Jackson spent most of her life involved in NASCAR. She was one of four children born to NASCAR fabricator Robert Gee, who built cars for many drivers, including Dale Earnhardt. Jackson married Dale Earnhardt Sr. in 1972 before the couple separated and she remarried. She worked as an accounting specialist for JR Motorsports since 2004.

Dale Jr. paid tribute to his mother on Twitter.

“I’m glad her suffering has ended and she can be at peace,” he tweeted. “She would be in tears of happiness over the words of support and remembrance she’s been shown today. Our family appreciates it as well. She will live in our hearts forever.”

On a happier side of things, high speeds, drafting and the “Big One” is coming up this weekend!

What’s super cool is that the cars will have 550 horsepower this weekend, up 100 horsepower from the 450 they previously ran. The drivers who participated in a February test with the new specifications at Daytona approached 200 mph when working together. 

“We’ve never had anywhere near this much horsepower at a restrictor track before,” Martin Truex Jr. said. “It’s going to be a whole new learning experience, just like every other week this year, I suppose.”

Could we see a return of tandem racing — the bumper-to-bumper style that can send drivers through the field and, hopefully, into the lead?

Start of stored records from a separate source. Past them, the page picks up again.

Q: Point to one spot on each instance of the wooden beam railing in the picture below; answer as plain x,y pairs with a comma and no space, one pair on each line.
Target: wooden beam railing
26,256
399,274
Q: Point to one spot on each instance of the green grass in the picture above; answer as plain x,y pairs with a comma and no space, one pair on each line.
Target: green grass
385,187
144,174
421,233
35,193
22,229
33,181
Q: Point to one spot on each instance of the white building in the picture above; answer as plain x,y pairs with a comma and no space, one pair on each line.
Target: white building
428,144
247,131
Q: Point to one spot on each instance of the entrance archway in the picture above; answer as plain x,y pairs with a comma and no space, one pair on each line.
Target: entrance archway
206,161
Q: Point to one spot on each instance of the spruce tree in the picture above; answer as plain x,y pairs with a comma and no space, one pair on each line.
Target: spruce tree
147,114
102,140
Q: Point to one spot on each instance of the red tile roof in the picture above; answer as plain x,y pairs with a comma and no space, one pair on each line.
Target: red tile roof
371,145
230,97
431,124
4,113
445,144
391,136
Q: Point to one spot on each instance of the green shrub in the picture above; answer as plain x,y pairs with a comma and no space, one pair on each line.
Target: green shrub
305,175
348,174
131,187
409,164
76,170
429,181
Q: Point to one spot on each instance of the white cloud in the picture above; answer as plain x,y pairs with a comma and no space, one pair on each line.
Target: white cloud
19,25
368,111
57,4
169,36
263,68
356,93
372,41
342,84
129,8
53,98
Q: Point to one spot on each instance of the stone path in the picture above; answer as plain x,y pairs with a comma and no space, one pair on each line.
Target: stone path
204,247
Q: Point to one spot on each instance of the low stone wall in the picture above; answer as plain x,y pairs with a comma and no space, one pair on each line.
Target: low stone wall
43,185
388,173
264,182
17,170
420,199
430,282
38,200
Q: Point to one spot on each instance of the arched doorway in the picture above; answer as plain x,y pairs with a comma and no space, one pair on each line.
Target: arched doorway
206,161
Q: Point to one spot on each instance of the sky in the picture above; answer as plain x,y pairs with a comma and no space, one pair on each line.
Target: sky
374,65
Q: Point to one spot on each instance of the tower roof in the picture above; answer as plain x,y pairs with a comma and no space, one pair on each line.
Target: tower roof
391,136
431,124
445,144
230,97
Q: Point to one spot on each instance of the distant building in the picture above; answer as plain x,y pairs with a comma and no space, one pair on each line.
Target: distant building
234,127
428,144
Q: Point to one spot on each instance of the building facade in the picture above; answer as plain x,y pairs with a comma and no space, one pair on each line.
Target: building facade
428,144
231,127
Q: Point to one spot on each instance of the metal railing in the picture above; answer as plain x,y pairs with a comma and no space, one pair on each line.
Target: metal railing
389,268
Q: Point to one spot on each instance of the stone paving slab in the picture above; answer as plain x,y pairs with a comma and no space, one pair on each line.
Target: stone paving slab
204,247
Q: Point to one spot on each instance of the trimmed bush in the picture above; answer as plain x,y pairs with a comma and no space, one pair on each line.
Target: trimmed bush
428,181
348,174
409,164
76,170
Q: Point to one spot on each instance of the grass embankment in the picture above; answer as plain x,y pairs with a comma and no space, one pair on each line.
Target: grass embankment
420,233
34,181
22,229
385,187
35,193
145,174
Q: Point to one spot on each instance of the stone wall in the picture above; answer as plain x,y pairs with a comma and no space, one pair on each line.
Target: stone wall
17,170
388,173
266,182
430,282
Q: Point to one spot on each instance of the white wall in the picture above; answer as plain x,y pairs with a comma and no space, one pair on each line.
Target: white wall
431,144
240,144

That could be fun! Dangerous, but fun.

How I wish I was going to be there this weekend! I love everything about it and miss it terribly, but I’m hoping everyone who is going sees an exciting race. There is nothing worse than going to a race at Talladega Superspeedway and no one wants to draft or pull out to go to the front. A single-file finish at Talladega is the most disappointing thing in NASCAR, in my opinion.

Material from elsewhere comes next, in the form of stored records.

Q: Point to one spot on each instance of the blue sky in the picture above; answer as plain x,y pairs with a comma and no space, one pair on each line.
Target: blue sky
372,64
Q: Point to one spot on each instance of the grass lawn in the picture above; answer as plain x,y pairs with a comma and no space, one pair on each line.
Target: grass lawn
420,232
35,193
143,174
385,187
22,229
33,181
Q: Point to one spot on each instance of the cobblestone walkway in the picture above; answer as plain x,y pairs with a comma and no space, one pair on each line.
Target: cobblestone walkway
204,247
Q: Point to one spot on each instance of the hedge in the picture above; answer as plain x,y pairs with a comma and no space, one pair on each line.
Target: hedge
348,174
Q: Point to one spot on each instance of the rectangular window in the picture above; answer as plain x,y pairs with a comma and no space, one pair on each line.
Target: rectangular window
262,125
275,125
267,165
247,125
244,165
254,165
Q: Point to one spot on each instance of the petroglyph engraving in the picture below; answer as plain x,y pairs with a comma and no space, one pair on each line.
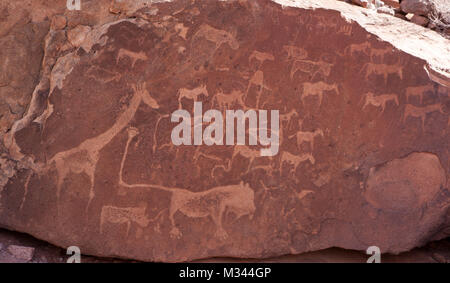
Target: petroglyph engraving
181,30
311,67
134,56
295,160
418,91
317,89
261,57
382,69
379,100
123,215
217,36
294,52
84,158
307,137
421,112
258,80
238,199
227,101
191,94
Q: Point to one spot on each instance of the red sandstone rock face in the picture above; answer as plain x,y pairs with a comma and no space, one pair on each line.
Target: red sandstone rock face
364,133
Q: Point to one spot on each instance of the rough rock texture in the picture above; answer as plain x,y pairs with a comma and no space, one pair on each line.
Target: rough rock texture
418,7
364,146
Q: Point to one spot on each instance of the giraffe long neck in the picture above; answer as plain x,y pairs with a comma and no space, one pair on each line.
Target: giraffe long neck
124,119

Who do you think is going to win? I don’t even guess at this track anymore because many drivers have gotten their first — some only — win at Talladega. Last-lap passes can change everything and it’s happened many times. The last four races ended that way and statistics show nearly 26 percent of total races end in last-lap passes.

You don’t have to lead most of the race or even a single lap as long as you’re leading when the checkered drops. 

Seriously, you don’t want to miss racing at Talladega this weekend. Coverage begins Sunday at 1 p.m. on FOX.